Fabien Roger comments on Do reasoning models use their scratchpad like we do? Evidence from distilling paraphrases

Fabien Roger 17 Mar 2025 14:31 UTC
LW: 2 AF: 2
0
AF
1. Both (the final answers are usually very short compared to the CoT)
2. The 1-sigma uncertainty over the mean is sigma = sqrt(acc * (1-acc) / n) ~ 1%. But I think the results are slightly more significant than this suggests as I evaluate all models on the exact same set of questions + given that chunk-paraphrased is worse across experiments on multiple models, I would guess that the same effect would exist for a much larger eval.
3. Good catch, I think I wrote that based on earlier results. I’ll edit the post.
On your notes:
If paraphrasing was a bijection between semantically-equivalent sentences, then I agree you could learn the structure in the bijection space. Is that what you were pointing at? My hope is that paraphrasing removes the mutual information through standardization / randomization (where what is random is not the map, but the actual samples because I am sampling at temperature 1). For example, if enumerated list ⇒ equation and bulleted list ⇒ sth else, then swapping enumerated and bulleted would not help but having the model use always a bulleted list or use a bulleted list a random 50% of the time does help to break the enumerated list ⇔ equation link.
I agree that it’s unclear where paraphrasing is on the [bijection]-[no syntax left unrandomized] spectrum.
- Tom Lieberum 19 Mar 2025 11:24 UTC
  LW: 1 AF: 1
  0
  AF Parent
  If paraphrasing was a bijection between semantically-equivalent sentences, then I agree you could learn the structure in the bijection space. Is that what you were pointing at?

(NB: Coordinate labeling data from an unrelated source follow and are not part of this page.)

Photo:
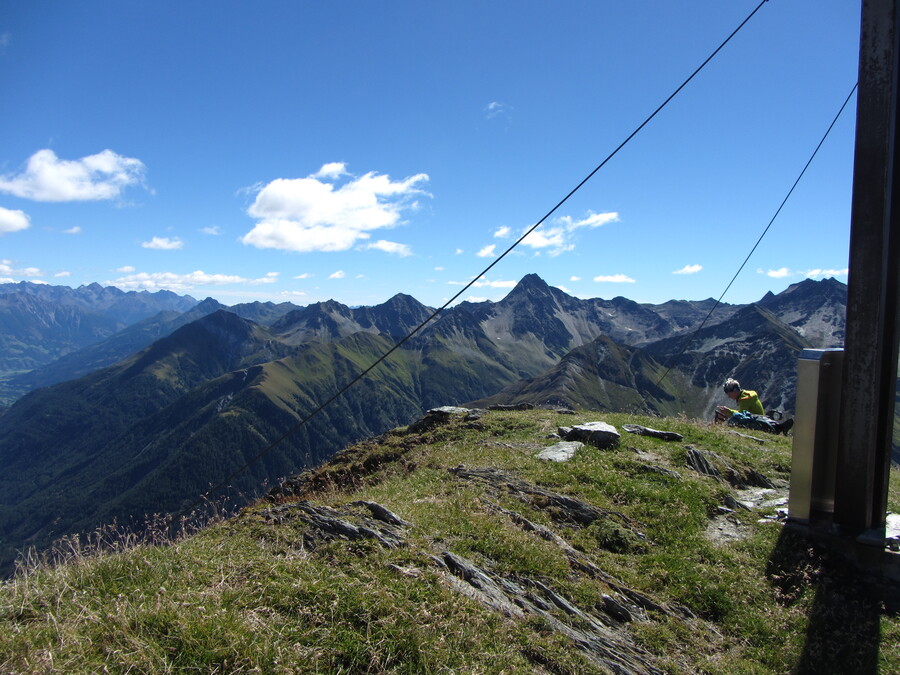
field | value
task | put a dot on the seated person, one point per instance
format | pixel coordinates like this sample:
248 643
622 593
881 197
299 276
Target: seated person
750 412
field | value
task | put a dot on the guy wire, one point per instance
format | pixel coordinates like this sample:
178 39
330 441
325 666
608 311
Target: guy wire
268 448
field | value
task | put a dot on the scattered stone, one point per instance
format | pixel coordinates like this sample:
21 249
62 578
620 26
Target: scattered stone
603 645
327 524
616 609
699 462
560 507
655 433
598 434
437 417
654 468
560 452
748 436
382 513
735 505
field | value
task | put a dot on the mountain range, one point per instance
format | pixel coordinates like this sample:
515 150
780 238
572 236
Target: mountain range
146 418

  Yes exactly. I further claim that non-chunk paraphrasing seems more likely to be closer to the bijection end of the spectrum than chunk paraphrasing, though I agree that it could still be a many-to-one mapping (i.e. standardization).
  
  I am especially concerned about this when training on the final answer.
  Maybe my question just boils down to
  How do you distinguish between “paraphrasing didn’t break the syntactical <> semantic link” and “the model isn’t relying on that link / the link doesn’t exist in the first place”.
  - Fabien Roger 19 Mar 2025 12:20 UTC
    LW: 2 AF: 2
    0
    AF Parent
    I agree this is a concern.
    My view here is that if you look at the paraphrases, it seems that a decent amount of standardization happened. Empirically, it also looks like T=1 sampling of the paraphraser introduces a random variations in the syntax. So I would be very surprised if a decent chunk of the syntactic link was not broken (e.g. at least 20% of it). Therefore I think it’s reasonable to bound the performance due to encoded reasoning to ~5x the gap between the original distillation and the paraphrased distillation, which would be ~7% (in absolute pass@1), which still seems not very frightening to me given that the no-CoT vs CoT gap is >50%.
    This is sensitive to the size of the gap. If future work finds a ~5% gap on a new model, I’d be very concerned because it would make it more likely that the majority of the reasoning is encoded.
    (Edit: This is a rough sketch of the argument, there are complications around diminishing returns on reasoning: maybe only a very small amount of visible reasoning is responsible for the majority of the no-CoT vs CoT gap. But it’s unclear how much this undermines my argument because I most care about the ability of the model to not leak anything about what it is reasoning about.)